ADQL'Action démocratique du Québec est en Conseil général, à Victoriaville, les 29 et 30 septembre pour discuter d'environnement sous l'ambitieux thème « Environnement - la volonté d'agir ». Quelle différence par rapport à la campagne électorale durant laquelle l'ADQ avait déçu Greenpeace en ne répondant pas aux questions envoyées à tous les partis politiques !

Le Conseil général de l'ADQ va débattre de 26 propositions principales portant sur l'environnement et d'une dizaine d'autres provenant des associations locales. Il est à noter que les propositions de l'ADQ reflètent le consensus au Québec sur les objectifs de Kyoto. Quel contraste avec les conservateurs fédéraux de Harper qui se disent pourtant proche idéologiquement de l'ADQ !

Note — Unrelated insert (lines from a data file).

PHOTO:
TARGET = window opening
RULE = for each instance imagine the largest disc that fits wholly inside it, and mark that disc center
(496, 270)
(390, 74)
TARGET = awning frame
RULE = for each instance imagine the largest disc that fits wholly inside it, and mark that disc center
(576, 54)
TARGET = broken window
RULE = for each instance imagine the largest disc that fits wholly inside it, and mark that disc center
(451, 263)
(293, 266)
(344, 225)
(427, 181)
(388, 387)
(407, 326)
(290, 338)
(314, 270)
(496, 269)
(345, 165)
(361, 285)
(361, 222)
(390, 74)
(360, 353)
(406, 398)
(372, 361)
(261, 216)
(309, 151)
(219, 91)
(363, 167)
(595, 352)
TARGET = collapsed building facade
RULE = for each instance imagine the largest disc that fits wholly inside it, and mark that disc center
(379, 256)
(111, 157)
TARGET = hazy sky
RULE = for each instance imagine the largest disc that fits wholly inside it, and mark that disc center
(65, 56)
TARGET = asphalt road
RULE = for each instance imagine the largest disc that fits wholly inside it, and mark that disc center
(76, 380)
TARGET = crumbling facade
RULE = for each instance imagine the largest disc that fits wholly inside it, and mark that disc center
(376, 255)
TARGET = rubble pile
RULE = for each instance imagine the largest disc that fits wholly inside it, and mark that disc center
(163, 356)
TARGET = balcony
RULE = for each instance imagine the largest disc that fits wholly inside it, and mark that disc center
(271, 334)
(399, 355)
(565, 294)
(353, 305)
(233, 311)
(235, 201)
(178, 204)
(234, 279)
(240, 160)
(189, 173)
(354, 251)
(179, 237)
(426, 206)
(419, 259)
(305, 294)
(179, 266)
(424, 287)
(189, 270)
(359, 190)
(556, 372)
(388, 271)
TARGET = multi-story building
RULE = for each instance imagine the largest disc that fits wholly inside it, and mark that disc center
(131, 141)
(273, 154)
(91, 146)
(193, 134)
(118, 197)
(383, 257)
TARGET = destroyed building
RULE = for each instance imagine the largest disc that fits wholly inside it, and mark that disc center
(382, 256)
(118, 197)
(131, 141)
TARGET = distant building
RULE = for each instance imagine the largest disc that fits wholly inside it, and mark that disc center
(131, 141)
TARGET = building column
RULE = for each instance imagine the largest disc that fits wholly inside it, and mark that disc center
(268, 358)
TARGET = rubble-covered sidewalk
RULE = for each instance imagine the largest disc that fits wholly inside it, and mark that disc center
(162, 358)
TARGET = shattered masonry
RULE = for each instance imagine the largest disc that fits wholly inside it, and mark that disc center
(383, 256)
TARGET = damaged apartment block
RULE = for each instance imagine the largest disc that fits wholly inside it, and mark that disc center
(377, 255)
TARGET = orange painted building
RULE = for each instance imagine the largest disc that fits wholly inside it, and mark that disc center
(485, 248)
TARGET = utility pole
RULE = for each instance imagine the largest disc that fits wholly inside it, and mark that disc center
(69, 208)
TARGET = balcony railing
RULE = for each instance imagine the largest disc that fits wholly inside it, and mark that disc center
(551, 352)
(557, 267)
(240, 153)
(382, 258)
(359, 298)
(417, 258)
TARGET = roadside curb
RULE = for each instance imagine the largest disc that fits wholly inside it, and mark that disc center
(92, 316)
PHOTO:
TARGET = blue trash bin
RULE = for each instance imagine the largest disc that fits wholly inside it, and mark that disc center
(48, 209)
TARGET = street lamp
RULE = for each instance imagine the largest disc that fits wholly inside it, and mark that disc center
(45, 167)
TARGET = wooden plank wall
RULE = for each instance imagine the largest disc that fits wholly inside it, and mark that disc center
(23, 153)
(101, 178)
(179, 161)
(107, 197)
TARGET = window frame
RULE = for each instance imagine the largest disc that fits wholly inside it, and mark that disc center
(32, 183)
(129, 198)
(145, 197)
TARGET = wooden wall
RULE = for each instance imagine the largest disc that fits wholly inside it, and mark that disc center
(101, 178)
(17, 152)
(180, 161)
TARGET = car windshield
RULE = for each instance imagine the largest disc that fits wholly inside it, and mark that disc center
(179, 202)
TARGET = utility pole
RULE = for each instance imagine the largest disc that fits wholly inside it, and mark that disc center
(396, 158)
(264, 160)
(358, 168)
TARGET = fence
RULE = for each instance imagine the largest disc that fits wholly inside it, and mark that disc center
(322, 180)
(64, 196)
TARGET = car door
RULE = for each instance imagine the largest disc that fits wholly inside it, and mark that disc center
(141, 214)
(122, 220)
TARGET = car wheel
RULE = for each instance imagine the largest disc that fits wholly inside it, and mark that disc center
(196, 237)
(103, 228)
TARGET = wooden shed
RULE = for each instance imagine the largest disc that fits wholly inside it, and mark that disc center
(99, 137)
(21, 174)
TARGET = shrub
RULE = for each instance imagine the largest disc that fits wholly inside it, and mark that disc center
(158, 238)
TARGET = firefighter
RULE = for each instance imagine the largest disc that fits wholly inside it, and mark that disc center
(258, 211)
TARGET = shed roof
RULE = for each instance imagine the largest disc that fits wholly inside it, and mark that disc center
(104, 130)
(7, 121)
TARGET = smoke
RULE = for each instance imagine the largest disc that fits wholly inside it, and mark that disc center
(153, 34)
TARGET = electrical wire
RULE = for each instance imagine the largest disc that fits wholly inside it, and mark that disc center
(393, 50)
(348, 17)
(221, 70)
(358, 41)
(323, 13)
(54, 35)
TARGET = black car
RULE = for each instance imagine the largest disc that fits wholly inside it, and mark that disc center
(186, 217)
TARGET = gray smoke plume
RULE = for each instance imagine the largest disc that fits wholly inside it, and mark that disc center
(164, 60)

Rappelons que le sondage Décima de la semaine dernière plaçait l'environnement comme la priorité des gens au Québec (46 %). Sur ce point, L'ADQ est au diapason avec l'opinion publique québécoise. Il faut donc saluer ce premier pas de l'ADQ vers une éco-gouvernance responsable.

Mais les propositions environnementales de l'ADQ tiennent-elles la route ? Dans l'ensemble des énoncés et des objectifs généraux la réponse est plutôt oui, mais comme tout est dans le détail des mesures et des moyens mis en place, il faudra prendre connaissance du document final adopté ainsi que du suivi que l'ADQ en fera.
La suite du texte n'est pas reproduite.